Scanlan: My character in Hollyoaks pushes limits and I give Terry and Charlie massive credit for allowing me to do that. Prior to playing Charlie, there was an arrogance and a naivety that I had about acting and I realized that I was totally unequipped for it even though there was nothing I would have rather done with my life. It taught me a lot about acting. And I took that into Hollyoaks and I made this new character, Brendan Brady, quite dark – the difference is he has more of a moral compass than Charlie, who’s way more dangerous but far more cowardly – it’s a different breed of animal. It’s a massive satisfaction doing a movie. It’s 11 days – you have a beginning, middle and end. Whereas in soap it evolves day by day with storylines changing. But I’ve been so fortuitous since January 2010 doing Charlie Casanova and then Brendan Brady in Hollyoaks in May.

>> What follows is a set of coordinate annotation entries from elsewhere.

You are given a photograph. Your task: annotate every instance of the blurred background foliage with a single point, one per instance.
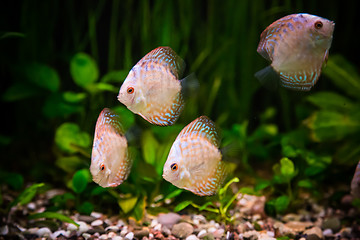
(62, 62)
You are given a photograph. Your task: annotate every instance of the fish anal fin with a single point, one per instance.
(299, 81)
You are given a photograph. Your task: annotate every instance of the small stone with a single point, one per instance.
(333, 223)
(191, 237)
(96, 215)
(71, 227)
(218, 233)
(86, 235)
(117, 238)
(112, 229)
(182, 230)
(328, 232)
(97, 222)
(83, 227)
(87, 219)
(111, 235)
(208, 236)
(169, 219)
(129, 236)
(59, 233)
(314, 233)
(202, 233)
(251, 235)
(43, 232)
(103, 236)
(141, 233)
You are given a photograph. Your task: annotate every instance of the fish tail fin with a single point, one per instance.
(269, 78)
(189, 85)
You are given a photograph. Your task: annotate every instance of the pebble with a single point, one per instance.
(182, 230)
(43, 232)
(112, 229)
(60, 233)
(202, 233)
(83, 227)
(129, 236)
(141, 233)
(169, 219)
(333, 223)
(97, 222)
(314, 233)
(191, 237)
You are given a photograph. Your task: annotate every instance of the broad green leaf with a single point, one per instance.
(20, 91)
(56, 105)
(27, 195)
(343, 74)
(282, 203)
(53, 215)
(70, 164)
(68, 136)
(127, 204)
(115, 76)
(149, 147)
(305, 183)
(80, 180)
(182, 205)
(83, 69)
(330, 101)
(287, 168)
(331, 125)
(43, 76)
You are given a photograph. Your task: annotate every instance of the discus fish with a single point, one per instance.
(152, 88)
(110, 158)
(297, 46)
(195, 161)
(355, 183)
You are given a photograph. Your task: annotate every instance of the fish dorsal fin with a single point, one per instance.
(168, 58)
(204, 127)
(108, 119)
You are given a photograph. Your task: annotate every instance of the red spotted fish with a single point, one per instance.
(297, 47)
(110, 159)
(152, 88)
(355, 183)
(195, 161)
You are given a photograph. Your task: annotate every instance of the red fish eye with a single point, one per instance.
(102, 167)
(318, 24)
(130, 90)
(174, 167)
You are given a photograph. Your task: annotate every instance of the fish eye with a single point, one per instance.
(130, 90)
(318, 24)
(173, 167)
(102, 167)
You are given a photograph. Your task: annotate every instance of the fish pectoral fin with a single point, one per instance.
(189, 86)
(269, 78)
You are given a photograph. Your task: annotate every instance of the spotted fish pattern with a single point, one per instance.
(152, 88)
(110, 159)
(195, 161)
(297, 47)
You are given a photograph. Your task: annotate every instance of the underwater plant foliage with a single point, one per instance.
(62, 62)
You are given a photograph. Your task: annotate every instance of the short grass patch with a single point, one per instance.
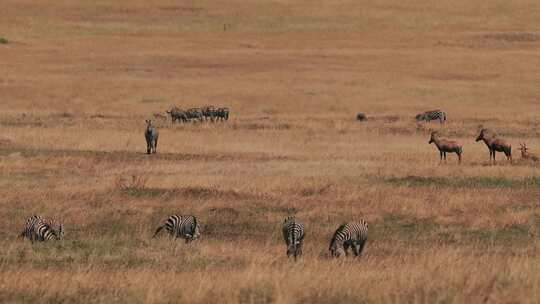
(464, 182)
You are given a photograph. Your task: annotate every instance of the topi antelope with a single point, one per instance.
(527, 155)
(495, 144)
(445, 146)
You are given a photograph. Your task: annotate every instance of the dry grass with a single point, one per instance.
(79, 78)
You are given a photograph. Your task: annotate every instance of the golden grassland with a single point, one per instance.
(78, 79)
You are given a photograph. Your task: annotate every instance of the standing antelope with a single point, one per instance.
(495, 144)
(445, 145)
(527, 155)
(151, 134)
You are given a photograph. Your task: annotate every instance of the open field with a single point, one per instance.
(78, 79)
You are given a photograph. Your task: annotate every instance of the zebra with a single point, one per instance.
(353, 234)
(177, 114)
(33, 221)
(195, 113)
(432, 115)
(209, 112)
(151, 134)
(44, 232)
(293, 234)
(222, 114)
(185, 226)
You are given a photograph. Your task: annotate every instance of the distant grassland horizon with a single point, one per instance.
(79, 79)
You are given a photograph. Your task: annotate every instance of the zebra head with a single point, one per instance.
(335, 250)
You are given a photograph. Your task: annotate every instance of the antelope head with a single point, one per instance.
(434, 136)
(481, 136)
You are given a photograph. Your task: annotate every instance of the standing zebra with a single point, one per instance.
(353, 234)
(209, 112)
(32, 223)
(432, 115)
(293, 234)
(186, 226)
(177, 114)
(195, 113)
(151, 134)
(44, 232)
(222, 114)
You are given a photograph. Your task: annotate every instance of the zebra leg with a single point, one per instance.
(346, 246)
(360, 248)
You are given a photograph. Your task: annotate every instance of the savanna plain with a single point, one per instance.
(79, 78)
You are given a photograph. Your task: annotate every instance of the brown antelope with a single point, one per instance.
(495, 144)
(527, 155)
(445, 145)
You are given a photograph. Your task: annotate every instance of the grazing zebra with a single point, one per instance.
(209, 112)
(222, 114)
(348, 235)
(293, 234)
(32, 222)
(186, 226)
(195, 113)
(432, 115)
(44, 232)
(177, 114)
(361, 116)
(151, 134)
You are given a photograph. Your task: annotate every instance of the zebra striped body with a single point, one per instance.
(353, 234)
(151, 135)
(222, 114)
(34, 221)
(209, 112)
(432, 115)
(185, 226)
(293, 234)
(44, 232)
(177, 114)
(195, 113)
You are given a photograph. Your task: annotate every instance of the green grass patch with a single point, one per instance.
(464, 182)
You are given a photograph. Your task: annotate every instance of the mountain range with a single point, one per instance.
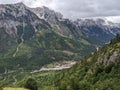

The film is mostly set at night…
McMahon: Yeh. We had expositional shots but when I was editing it I thought, when you’re in a nightmare you’re not aware of the world you’re in. I knew Charlie Casanova was going to be divisive and that some people would hate it – but I didn’t realize the extremities of response on both sides was going to be so profound. But I knew that I wanted to create a nightmarish world where you were constantly unaware of where you were – every time you thought you knew where you were you would suddenly be subverted. So we cut any of the expositional shots out, including much of the daytime shots because you want to be forced into the mind of the character – but I didn’t want to create empathy with the character or tag him with him with a series of prerequisite humanities that allow us to distance ourselves from him by pretending we’re not him. It’s a big gamble – for some people it hasn’t paid off at all; for other people who become incredibly passionate advocates of it, it makes perfect sense.
As you say the audience response has been dramatically divided. What’s your reaction to the reaction?
McMahon: It was always intended to be divisive film. Now I’m not pretending that doesn’t affect us when we see audiences spitting bile but what is equally compelling to me is that the people who are incredibly passionate advocates of the film adore it for the exact same reasons that people despise it. All we were trying to do with Charlie Casanova was make a divisive, provocative, visceral film. To some we’ve succeeded; to others we’ve failed. But I think… I hope… that in the long term it’ll be viewed with the objectivity of its time and place and context, with the realisation that at least someone in this country was trying to make a film that wasn’t committee driven, consensus driven and was about the time we live in.